Consumer advocates will ask government to undertake a hardline stance in dealing with the bombings of power transmission towers and right-of-way issues which are threatening the energy security of the Mindanao Grid.
Rep. Reynaldo V. Umali, chairman of the House Committee on Energy has invited the Mindanao Coalition of Power Consumers to share its views and comments on the Inter-Agency Action Plans to resolve the bombings and right-of-way (ROW) of transmission facilities in Mindanao on Wednesday, February 17, 2016 during a consultative meeting to be held at the Mindanao University of Science and Technology (MUST) in Cagayan de Oro starting 9AM.
“We received the attached invitation from the House Committee on Energy to attend a consultative meeting for the purpose of sharing our views on the bombings and ROW problems of the Mindanao Grid,” said Engr. David A. Tauli, MCPC president. “I met with National Grid Corporation of the Philippines (NGCP) people to discuss the problems, and have the following recommendations and comments which we shall submit to the committee during the hearing.”

MCPC Pres. David A. Tauli stresses a point during the March 6, 2014 consultation meeting with the House Energy Committee held at MUST (photo by Mike Baños, NPN)
Among the tough measures recommended by the consumer advocates are the passage of a national law prohibiting the planting of trees and construction of structures within the Line Rights-of-Way of any existing electric power transmission and distribution lines, and direct the Philippine Army to enforce such law in the provinces of Lanao del Sur and Lanao del Norte and in other provinces where the Philippine National Police (PNP) has been unable to enforce the rule of law.
As a corollary to the first measure, the MCPC also recommends assigning the Armed Forces of the Philippines (AFP) the responsibility for the security of the transmission lines and apprehending the perpetrators of the bombings of transmission towers.
In addition, the group urged the President and the Commission on Elections (Comelec) to direct the Engineering Battalions of the Philippine Army to cut down all trees within the line rights-of-way of the transmission lines in the provinces where these are found.
“The reason for this third recommendation is that the trees that have been planted within the line ROW of the transmission lines in these provinces pose a continuing threat to the reliable operations of the Mindanao Grid, and the outage of a single transmission lines due to these trees is likely to result in Mindanao-wide blackouts because some of the transmission lines in these places have been rendered non-operational by bombings,” Tauli explained. “Considering that we are now in the campaign period for the national elections, blackouts in Mindanao threaten to disrupt the election process and constitute a threat to national security.”
MCPC Corp. Sec. Clint Django Pacana said the NGCP should be commended for the efforts that their people have been carrying out to address the problems.

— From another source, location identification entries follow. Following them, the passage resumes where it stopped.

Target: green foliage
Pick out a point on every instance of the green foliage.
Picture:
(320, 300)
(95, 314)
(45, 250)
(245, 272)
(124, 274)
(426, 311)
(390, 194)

“And the National Power Corporation (Napocor, now the Power Sector Assets & Liabilities Management Corporation or PSALM) in Mindanao should be censured for not carrying out any activity towards solving the problem despite the fact that NPC-Mindanao is losing millions of pesos of revenues for each day that the Agus 1 and Agus 2 hydroelectric power plants cannot deliver their generation to power consumers because out the outage of all the transmission lines connecting the hydro plants to the grid.”

House Energy Committee Member Rep. Ed Masongsong meets stalwarts of the Mindanao Coalition of Power Consumers shortly before the public hearing on IMEM held March 6 in Cagayan de Oro City (photo by Mike Baños, NPN)
During a public hearing held March 6, 2014 by the same committee, the MCPC led a campaign for the suspension of the Interim Mindanao Electricity Market (IMEM) following perceived design and operational deficiencies which resulted in the indefinite suspension of the IMEM by the Department of Energy (DOE) upon the recommendation of the committee.